= Inntrøndelag =

District in Trøndelag, Norway

Inntrøndelag (sometimes spelled Inn-Trøndelag) is a sub-region consisting of the central part of the county of Trøndelag, Norway. It consists of the two traditional districts of Innherred and Stjørdalen.'

Administratively, the term was often used to describe the parts of the former county of Nord-Trøndelag excluding Namdalen. In this definition it gave name to for instance Inntrøndelag District Court (2011–21) and Inntrøndelag Police District (1910–2001).

==Definition==

When used in the context of government bodies, Inntrøndelag has been used as a common term for Innherred and Stjørdalen. Using contemporary boundaries, it consists of the municipalities of Steinkjer, Inderøy, Verdal, Levanger, Frosta, Stjørdal, and Meråker.
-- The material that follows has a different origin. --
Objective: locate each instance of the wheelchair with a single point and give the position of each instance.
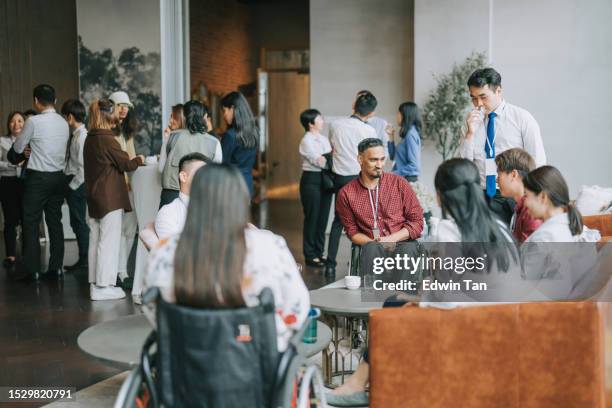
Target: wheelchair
(219, 358)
Colloquially, Inntrøndelag is sometimes used more narrowly, for instance as a synonym to Innherred.

Historically, the ancient Frostating area was subdivided into two sub-areas: Inntrøndelag, with its seat at Mære, and Uttrøndelag, with its head seat at Øra (today Trondheim). Inntrøndelag therefore consisted of four sub-counties: Skøynafylke, Øynafylke, Verdølafylke and Sparbyggjafylke. The border between Inntrøndelag and Uttrøndelag therefor went through Frosta and Åsen, with those areas as well as the contemporary Stjørdalen belonging to Uttrøndelag.

==Linguistics==
The Trøndersk dialect of the Norwegian language is classified with two major grousp: Inntrøndersk and Uttrøndersk. Inntrøndersk follows the interior from Oppdal Municipality to Røyrvik Municipality, while Uttrøndersk is spoken along the coast. The linguistic categorization gives a different geographic area than most geographic definitions.